How to enable default spam settings in Apple Mail
To begin, you need to enable the default junk mail filtering in Apple Mail settings. Go to ‘Mail’ at the top –> Preferences, and check the box that says “enable junk mail filtering.”
But there’s more. You can check other settings and decide what you want to do with them according to your preferences.
- – Mark spam as junk mail, but leave it in your inbox.
- – Make them as junk and also move them to spam folder.
The other three settings are kinda the reverse of what we are talking here. They make certain emails safe and avoid them from moving to spam.
Do you have friends that constantly bug you with lame attempt at humor.
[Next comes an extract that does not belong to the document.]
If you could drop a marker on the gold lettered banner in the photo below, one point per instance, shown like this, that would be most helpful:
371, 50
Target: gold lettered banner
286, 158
As much lame as they can be, I still enjoy reading them. Other times, your work emails might contain words that Mac Mail might consider spam. And there are few other examples where you would actually want an email that the algorithms mistake for spam.
So, check these three next boxes to avoid that from happening:
- – Sender of messages in your contacts
- – Sender of messages that you have preciously communicated with.
- – Emails that contain your FULL NAME.
There’s also an option to filter junk email before applying your ‘rules.’ Rules are those that you manually setup to do certain actions to emails automatically. For example, I’ve setup the rule that any message that contains the full name of the company I work for should never be sent to spam.
Therefore, this particular option is important to turn it on. Still, it’s your personal preference that wether you’d want emails to go to spam first and then the rules are applied to regular emails or the other way around.
Next up is ‘advanced settings.’ As you might have guess, these settings are quite advanced. The trouble with tweaking these settings is that if you are not absolutely sure of what you are doing, you might miss a lot of emails that might be important for you. Therefore, tread carefully on these roads.
The ‘Advanced Settings’ section is quite complicated and therefore cannot be dealt entirely on this post. For now, I would recommend to avoid them if you are not experienced with that.
Tips for Spam Settings in Apple Mail
Another tip: if you ever see a spam email penetrate through your wall of rules and settings to the main inbox, always mark it as spam manually. Mac Mail algorithms will learn to tighten the security for that sender and for other similar natured emails from next time.
One last tip: check your spam folder once in a week or whenever you have the time. This is to make sure none of your important emails are getting lost there. If you see a proper emails (not spam), move it to inbox.
Lastly, if you are a huge email user, in-built spam filtering settings for Apple Mail might not be enough for you. Fortunately, there are third-party programs that can be used with Apple Mail to secure your fortification even further. I am not naming any application here, but you can you easily do a quick Google search to look for the best ones.
Keep in mind that Apple Mail default spam filter is quite good and might be enough for majority of users. Go to third-parties only if you truly need more spam settings in Apple Mail.